Las dos parecían estar de un humor envidiable, cogidas de la mano y sonriendo como benditas. Quizá sólo era el buen tiempo, me dije. Quizá el vino con miel. Pero ¿por qué Emilia vestía como una mujer casada? Cuando me fijé en los pliegues de su estola, noté una hinchazón reveladora en su vientre.

Emilia vio mi cara y sonrió.

– Conservas el niño -dije, con una voz que apenas era un susurro.

Se acarició el vientre con orgullo.

– Sí.

– Pero ¿cómo? Pensé que…

– Mi madre insistió al principio en que me deshiciera de él. Pero Mecia quería que lo tuviera. Después de todo, es el hijo de Numerio. Mecia fue a ver a mi madre. No fue fácil, pero entre las tres encontramos la solución.

– Ideamos una pequeña fábula -explicó Mecia-. Numerio y Emilia se habían casado en secreto, a espaldas de todos… ¿Por qué no? Nadie puede decir que sea mentira. Incluso hice que registraran oficialmente los esponsales con un soborno ridículamente barato. Como viuda de Numerio, no hay razón porla que Emilia no pueda tener a su hijo. Por eso vive ahora en esta casa como nuera mía. Y cuando Pompeyo, el padre de Emilia, mi hermano y sus hijos vuelvan… -Sus ojos se empañaron y se le quebró la voz-. Cuando vuelvan, no se alegrarán especialmente de lo sucedido, pero no tendrán más remedio que aceptarlo. Suspiró-. Estas cosas son mucho más fáciles de arreglar cuando los hombres están fuera.

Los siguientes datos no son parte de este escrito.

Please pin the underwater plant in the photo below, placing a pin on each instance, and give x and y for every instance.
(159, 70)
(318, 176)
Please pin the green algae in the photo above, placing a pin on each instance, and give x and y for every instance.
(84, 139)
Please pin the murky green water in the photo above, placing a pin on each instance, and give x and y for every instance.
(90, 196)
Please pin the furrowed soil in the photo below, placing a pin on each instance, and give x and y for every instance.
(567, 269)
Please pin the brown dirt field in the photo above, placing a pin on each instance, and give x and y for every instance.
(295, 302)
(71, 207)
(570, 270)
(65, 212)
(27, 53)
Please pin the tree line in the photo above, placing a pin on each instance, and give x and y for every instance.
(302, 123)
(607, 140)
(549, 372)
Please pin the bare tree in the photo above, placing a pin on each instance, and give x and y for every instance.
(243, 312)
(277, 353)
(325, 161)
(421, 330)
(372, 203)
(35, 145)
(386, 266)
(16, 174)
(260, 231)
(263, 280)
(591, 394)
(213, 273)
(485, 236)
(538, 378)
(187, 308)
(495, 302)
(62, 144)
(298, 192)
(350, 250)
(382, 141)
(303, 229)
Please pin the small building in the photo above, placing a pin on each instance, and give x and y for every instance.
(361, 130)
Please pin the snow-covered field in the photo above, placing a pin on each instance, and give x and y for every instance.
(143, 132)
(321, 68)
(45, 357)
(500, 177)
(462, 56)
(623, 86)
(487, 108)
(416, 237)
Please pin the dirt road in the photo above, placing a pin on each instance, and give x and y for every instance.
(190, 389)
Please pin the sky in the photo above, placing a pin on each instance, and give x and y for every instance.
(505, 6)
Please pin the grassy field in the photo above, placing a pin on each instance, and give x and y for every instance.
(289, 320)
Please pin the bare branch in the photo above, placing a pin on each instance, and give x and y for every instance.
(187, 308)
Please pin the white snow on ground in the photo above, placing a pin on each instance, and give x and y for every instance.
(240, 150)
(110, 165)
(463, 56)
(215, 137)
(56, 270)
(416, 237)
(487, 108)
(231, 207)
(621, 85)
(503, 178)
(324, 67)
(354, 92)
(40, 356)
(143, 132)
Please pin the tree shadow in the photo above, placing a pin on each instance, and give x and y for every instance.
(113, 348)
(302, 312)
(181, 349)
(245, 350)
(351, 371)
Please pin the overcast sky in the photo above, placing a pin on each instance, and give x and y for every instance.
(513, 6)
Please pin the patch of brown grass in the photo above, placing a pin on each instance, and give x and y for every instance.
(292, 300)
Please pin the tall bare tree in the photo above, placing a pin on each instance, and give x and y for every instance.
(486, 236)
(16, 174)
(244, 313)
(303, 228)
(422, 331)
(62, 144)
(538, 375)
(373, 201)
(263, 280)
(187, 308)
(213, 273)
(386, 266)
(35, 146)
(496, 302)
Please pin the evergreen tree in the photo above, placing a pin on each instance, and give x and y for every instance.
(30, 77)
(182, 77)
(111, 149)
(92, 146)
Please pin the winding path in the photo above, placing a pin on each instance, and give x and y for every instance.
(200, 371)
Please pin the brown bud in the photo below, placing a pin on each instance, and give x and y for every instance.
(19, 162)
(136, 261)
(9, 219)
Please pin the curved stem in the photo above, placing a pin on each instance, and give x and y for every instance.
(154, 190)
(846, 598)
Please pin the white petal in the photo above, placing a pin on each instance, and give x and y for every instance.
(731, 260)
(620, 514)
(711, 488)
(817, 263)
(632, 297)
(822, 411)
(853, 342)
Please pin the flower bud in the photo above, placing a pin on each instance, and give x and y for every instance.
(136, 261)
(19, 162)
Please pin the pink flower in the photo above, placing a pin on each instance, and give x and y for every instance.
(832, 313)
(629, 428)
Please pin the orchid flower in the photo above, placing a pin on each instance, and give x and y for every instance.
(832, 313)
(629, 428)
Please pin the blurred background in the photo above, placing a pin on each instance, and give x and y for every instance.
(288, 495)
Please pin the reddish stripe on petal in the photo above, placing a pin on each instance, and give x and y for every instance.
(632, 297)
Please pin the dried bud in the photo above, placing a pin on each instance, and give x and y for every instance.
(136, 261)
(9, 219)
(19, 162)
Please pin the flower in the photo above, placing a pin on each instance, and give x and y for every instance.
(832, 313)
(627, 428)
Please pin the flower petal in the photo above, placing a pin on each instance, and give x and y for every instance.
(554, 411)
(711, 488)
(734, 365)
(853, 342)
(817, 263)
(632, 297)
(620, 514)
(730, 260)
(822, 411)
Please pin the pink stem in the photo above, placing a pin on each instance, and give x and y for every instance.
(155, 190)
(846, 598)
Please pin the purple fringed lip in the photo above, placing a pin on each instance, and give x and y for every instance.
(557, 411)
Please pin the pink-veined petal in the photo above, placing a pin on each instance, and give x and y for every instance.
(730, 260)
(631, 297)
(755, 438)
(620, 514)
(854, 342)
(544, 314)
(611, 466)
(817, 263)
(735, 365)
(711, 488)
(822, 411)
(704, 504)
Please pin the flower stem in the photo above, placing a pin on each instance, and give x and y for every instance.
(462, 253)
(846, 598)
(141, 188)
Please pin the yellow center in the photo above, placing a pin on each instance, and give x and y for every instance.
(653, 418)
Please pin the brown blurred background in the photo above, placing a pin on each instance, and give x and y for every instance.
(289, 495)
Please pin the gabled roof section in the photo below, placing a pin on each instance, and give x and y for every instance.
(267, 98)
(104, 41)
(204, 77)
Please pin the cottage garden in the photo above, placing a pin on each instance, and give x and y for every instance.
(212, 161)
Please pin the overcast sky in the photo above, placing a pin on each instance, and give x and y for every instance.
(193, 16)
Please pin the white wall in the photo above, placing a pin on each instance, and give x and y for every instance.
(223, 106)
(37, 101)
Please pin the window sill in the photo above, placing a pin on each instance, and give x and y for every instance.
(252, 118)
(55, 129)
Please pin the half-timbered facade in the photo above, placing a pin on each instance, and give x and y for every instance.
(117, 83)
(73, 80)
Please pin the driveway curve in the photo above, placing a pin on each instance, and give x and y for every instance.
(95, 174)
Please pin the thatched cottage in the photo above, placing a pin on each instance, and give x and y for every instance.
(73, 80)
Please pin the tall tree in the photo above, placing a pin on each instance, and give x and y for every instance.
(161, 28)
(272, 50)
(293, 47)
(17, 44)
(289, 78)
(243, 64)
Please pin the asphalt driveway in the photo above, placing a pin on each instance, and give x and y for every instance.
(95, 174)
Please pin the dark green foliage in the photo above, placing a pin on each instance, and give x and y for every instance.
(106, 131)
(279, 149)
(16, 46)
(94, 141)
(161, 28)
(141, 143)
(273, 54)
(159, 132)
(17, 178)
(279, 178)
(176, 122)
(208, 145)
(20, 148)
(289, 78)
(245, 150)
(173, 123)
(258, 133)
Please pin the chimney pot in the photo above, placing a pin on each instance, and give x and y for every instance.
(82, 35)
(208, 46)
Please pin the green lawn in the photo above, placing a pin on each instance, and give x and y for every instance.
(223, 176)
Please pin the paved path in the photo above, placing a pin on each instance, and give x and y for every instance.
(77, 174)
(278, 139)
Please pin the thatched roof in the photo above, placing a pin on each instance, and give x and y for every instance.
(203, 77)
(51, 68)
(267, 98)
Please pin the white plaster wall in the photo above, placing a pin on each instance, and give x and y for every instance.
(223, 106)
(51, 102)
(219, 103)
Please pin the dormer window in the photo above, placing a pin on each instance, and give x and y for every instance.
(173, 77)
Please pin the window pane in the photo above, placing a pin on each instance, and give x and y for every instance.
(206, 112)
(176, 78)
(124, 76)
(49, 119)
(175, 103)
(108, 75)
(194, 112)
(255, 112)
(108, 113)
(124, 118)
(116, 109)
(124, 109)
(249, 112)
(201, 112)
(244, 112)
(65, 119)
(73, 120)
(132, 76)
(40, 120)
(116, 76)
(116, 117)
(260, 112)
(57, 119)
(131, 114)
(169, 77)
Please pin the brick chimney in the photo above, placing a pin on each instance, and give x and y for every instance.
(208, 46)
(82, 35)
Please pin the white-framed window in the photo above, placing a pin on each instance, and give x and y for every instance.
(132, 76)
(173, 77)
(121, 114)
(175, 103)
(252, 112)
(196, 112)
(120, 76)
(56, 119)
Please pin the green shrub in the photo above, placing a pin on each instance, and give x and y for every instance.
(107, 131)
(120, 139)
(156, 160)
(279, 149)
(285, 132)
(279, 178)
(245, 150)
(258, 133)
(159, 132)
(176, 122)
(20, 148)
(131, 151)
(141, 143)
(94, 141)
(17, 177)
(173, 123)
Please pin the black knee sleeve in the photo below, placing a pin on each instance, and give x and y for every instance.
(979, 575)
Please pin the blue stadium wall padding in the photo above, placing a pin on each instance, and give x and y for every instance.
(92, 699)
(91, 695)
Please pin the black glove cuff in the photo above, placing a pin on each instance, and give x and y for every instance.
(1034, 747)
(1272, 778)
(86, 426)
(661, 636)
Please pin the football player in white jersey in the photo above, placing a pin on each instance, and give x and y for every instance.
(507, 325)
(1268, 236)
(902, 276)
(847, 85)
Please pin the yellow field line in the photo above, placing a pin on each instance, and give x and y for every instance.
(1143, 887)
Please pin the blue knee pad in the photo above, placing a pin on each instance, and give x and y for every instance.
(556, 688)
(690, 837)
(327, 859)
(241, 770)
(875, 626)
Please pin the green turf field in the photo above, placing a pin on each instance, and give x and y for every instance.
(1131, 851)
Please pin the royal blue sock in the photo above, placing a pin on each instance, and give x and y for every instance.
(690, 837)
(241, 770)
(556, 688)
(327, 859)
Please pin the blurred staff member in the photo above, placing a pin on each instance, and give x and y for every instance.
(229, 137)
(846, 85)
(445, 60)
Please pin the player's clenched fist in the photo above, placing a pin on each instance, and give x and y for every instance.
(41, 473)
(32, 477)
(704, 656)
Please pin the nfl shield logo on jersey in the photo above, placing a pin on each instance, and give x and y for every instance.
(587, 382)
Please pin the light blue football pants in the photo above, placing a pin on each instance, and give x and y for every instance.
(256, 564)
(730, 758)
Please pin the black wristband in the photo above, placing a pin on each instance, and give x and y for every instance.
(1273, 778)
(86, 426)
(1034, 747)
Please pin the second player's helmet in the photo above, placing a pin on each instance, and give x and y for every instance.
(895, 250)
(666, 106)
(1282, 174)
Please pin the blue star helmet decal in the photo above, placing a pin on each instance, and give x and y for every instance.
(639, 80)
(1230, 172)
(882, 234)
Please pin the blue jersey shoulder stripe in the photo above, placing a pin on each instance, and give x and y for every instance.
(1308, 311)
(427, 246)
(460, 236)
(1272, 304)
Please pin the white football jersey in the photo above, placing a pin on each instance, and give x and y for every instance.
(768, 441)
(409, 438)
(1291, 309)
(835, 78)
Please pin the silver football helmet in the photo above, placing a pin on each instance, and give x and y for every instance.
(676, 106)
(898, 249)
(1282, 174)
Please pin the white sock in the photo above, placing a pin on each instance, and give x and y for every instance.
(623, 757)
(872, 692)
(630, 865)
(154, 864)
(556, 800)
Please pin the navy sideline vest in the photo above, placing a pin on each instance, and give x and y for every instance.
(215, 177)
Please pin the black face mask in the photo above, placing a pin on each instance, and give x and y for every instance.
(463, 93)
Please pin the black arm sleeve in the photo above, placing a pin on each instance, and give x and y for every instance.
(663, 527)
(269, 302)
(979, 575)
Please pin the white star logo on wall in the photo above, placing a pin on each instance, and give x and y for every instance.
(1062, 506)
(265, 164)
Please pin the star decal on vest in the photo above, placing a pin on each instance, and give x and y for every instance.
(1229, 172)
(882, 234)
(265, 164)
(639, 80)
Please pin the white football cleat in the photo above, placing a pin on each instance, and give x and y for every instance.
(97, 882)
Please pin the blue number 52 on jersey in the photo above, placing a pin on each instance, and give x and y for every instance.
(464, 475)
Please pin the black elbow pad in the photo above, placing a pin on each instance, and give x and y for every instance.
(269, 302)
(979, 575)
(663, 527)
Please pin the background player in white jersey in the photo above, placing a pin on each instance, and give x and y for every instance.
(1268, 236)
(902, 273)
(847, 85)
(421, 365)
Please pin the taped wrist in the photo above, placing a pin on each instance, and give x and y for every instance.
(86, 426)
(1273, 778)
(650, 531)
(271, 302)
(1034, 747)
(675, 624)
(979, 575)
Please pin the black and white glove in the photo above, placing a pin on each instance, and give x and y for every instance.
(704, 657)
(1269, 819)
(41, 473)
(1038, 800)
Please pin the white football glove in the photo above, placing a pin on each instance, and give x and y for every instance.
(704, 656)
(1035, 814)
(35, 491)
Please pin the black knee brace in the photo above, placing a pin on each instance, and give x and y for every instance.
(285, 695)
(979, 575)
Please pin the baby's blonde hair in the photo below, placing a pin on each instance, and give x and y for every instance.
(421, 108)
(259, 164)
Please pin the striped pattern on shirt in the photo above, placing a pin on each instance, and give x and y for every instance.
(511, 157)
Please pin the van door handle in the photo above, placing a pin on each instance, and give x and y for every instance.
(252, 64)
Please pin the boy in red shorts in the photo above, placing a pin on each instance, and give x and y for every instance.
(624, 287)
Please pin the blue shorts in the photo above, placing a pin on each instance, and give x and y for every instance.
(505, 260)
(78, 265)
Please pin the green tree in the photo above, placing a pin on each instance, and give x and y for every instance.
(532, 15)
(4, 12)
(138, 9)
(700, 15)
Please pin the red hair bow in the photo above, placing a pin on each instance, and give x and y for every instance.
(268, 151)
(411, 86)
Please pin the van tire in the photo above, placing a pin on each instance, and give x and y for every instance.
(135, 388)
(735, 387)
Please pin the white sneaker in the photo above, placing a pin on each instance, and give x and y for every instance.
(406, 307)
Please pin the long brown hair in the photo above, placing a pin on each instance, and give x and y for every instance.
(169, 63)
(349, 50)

Asentí en silencio. ¡Otra conspiración! Más engaños, más secretos, más intrigas… pero para salvar vidas, no para destruirlas. En el vestíbulo se oían las risas de Mopso y Androcles y las sonoras carcajadas de Cicátrix. Era una alegría contagiosa. Mecia acarició el vientre de Emilia y las dos se echaron también a reír.

Bebí un sorbo de vino con miel y oí el eco de las risas de los dioses.